After her husband died in 1898 Lizzie Blackard Armstrong kept the family together - 5 sons and 1 daughter ages 17 to 2. They moved about 1902 to Washington, Daviess Co, Indiana when the 2 older boys took jobs on the railroad. Arthur was 21 and Orley was 18. My Grandmother met my Grandfather in Washington and they married November 6, 1905. Grandfather was Walter Noah Creasser born October 4, 1882 and he too was a railroad man. Then the family's last move, about 1913, was to Indianapolis, Indiana, still following the railroad jobs.
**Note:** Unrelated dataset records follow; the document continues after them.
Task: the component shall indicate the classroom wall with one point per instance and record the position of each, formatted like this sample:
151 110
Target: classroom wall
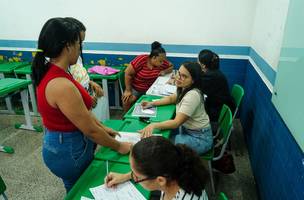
136 21
268 29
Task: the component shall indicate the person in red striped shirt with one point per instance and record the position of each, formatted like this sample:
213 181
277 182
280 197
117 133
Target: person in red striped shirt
142 72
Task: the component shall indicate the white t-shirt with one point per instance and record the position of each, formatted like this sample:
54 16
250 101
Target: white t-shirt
192 105
182 195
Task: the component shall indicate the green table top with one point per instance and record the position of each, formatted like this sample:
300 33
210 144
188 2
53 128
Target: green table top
163 112
8 85
94 176
127 125
27 69
9 67
108 77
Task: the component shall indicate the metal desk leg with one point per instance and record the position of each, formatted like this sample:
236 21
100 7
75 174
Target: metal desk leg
32 95
8 100
106 95
28 123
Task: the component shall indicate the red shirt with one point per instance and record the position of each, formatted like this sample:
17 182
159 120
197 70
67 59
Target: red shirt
144 76
53 118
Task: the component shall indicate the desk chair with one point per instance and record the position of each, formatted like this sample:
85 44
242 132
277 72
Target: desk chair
237 94
222 196
224 130
2 189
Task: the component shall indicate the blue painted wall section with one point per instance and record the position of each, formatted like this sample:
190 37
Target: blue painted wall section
275 156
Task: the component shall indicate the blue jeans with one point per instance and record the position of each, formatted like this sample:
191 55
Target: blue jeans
67 155
200 141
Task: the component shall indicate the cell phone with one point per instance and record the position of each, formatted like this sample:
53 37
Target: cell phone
145 120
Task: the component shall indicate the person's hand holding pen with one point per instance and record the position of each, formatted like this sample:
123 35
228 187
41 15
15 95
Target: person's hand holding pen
112 179
146 104
147 131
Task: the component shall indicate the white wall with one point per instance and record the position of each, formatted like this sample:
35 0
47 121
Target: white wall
268 29
202 22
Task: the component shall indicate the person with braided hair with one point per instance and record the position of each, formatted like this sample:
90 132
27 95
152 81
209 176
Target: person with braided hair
176 170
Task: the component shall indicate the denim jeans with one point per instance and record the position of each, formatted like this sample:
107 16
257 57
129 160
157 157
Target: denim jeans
67 155
199 140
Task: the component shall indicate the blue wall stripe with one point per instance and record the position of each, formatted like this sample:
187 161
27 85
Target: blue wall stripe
263 65
171 48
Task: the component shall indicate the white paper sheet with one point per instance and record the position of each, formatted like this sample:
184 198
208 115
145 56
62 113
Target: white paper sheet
124 191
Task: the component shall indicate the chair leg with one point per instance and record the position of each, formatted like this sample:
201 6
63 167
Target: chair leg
211 176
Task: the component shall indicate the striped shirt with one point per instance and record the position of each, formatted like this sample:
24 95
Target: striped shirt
144 76
182 195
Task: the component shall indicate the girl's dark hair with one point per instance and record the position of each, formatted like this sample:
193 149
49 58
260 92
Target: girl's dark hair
156 49
209 59
81 28
195 71
156 156
56 34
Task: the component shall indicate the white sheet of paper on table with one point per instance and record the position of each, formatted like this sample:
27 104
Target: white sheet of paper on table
123 191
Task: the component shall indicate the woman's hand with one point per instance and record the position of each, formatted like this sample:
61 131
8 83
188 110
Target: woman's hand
146 104
96 88
112 179
147 131
126 95
124 147
111 132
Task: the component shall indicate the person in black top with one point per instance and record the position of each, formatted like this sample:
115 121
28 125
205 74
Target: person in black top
214 85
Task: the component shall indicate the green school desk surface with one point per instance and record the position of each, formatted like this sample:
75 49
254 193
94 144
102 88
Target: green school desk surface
163 112
128 125
94 176
9 67
10 85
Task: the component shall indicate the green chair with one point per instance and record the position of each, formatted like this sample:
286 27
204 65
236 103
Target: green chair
237 94
2 189
222 196
224 130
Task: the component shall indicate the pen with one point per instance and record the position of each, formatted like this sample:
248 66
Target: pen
107 167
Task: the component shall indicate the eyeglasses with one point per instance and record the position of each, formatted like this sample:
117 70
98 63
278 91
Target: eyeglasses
137 180
181 76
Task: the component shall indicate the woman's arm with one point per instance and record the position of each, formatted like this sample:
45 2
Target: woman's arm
63 95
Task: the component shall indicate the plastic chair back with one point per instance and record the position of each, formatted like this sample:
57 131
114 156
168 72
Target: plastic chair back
222 196
237 94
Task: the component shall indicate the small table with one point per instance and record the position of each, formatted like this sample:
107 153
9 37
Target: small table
9 86
8 68
127 125
164 113
94 176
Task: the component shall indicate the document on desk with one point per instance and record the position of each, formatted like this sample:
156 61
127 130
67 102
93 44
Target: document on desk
123 191
139 111
132 137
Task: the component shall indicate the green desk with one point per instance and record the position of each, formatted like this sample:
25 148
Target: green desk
163 112
104 79
9 86
128 125
27 71
94 176
8 68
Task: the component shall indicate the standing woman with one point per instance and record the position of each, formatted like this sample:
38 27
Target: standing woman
191 123
142 72
214 85
65 105
157 164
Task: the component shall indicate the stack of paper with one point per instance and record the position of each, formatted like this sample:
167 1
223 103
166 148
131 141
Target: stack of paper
139 111
123 191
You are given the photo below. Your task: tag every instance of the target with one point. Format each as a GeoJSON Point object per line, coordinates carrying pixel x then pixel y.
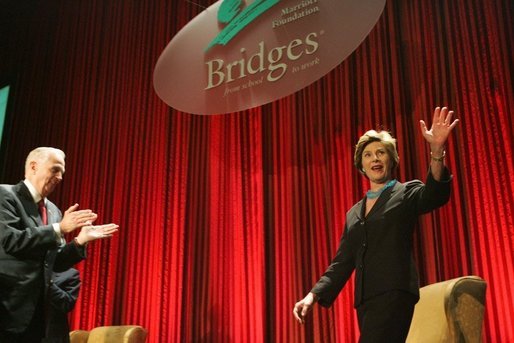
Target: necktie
{"type": "Point", "coordinates": [42, 211]}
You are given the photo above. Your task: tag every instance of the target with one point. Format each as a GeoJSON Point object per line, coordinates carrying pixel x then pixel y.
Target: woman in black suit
{"type": "Point", "coordinates": [377, 239]}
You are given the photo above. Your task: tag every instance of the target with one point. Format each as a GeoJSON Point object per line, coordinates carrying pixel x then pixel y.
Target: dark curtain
{"type": "Point", "coordinates": [227, 220]}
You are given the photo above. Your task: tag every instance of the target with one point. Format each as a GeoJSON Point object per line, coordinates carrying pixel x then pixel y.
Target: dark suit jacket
{"type": "Point", "coordinates": [29, 252]}
{"type": "Point", "coordinates": [62, 296]}
{"type": "Point", "coordinates": [379, 246]}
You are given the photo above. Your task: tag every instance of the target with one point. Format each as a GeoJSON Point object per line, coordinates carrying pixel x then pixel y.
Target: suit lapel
{"type": "Point", "coordinates": [383, 198]}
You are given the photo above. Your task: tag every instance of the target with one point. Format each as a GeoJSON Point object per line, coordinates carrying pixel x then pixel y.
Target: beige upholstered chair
{"type": "Point", "coordinates": [79, 336]}
{"type": "Point", "coordinates": [112, 334]}
{"type": "Point", "coordinates": [449, 311]}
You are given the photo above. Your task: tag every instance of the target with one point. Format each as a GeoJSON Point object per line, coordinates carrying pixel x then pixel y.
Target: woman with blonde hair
{"type": "Point", "coordinates": [377, 238]}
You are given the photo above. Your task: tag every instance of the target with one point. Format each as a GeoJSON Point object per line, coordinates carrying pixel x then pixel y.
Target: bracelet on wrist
{"type": "Point", "coordinates": [438, 159]}
{"type": "Point", "coordinates": [76, 241]}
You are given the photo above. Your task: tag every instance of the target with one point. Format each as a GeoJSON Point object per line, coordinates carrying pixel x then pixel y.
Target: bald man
{"type": "Point", "coordinates": [32, 244]}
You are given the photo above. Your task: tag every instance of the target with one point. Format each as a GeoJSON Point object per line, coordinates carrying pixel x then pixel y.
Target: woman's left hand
{"type": "Point", "coordinates": [442, 125]}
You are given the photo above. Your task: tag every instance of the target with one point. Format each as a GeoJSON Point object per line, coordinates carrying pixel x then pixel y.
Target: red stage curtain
{"type": "Point", "coordinates": [226, 221]}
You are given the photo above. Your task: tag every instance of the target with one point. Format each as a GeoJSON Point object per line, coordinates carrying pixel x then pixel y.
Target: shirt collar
{"type": "Point", "coordinates": [35, 195]}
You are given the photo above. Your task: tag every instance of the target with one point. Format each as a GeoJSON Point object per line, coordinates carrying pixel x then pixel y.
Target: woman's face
{"type": "Point", "coordinates": [376, 163]}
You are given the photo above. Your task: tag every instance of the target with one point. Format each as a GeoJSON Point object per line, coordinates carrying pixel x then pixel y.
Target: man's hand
{"type": "Point", "coordinates": [303, 307]}
{"type": "Point", "coordinates": [74, 219]}
{"type": "Point", "coordinates": [91, 233]}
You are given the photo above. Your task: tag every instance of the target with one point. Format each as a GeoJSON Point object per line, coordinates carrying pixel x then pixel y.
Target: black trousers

Lizzie had kept the family together all those years with no husband.
Lizzie Blackard Armstrong used to tell her daughter, my grandmother, "Myrtle, If you don't take me back to Omaha to be buried when I die I will haunt you till you die". But a couple of years before her death in 1937, Lizzie told Myrtle that it would be OK for her to be buried in Indianapolis since nearly all her friends back home were dead - and she is, in Memorial Park, along side her daughter, Lilly Myrtle (Armstrong) Creasser and 3 of Lizzie's sons, Orley, Elton, and Howard Armstrong.
Not to far away from Lilly Myrtle (Armstrong) Creasser is her daughter, my aunt Esther Brooks with her husband Ralph, Myrtle's son, Thomas Creasser and his wife Louise, my mother Josephine Truelove will be buried there also alongside my father Kesler Estes Truelove. My site is alongside my parents where my wife & I together with several of my 1st cousins will be the 4th generation buried there.
Dedicated with my love to my mother, Josephine Elizabeth Creasser Truelove, who guided me in my youth, kept the family stories alive, and gave me the interest as an adult in the family history and the pride in what they endured to keep and develop a strong family.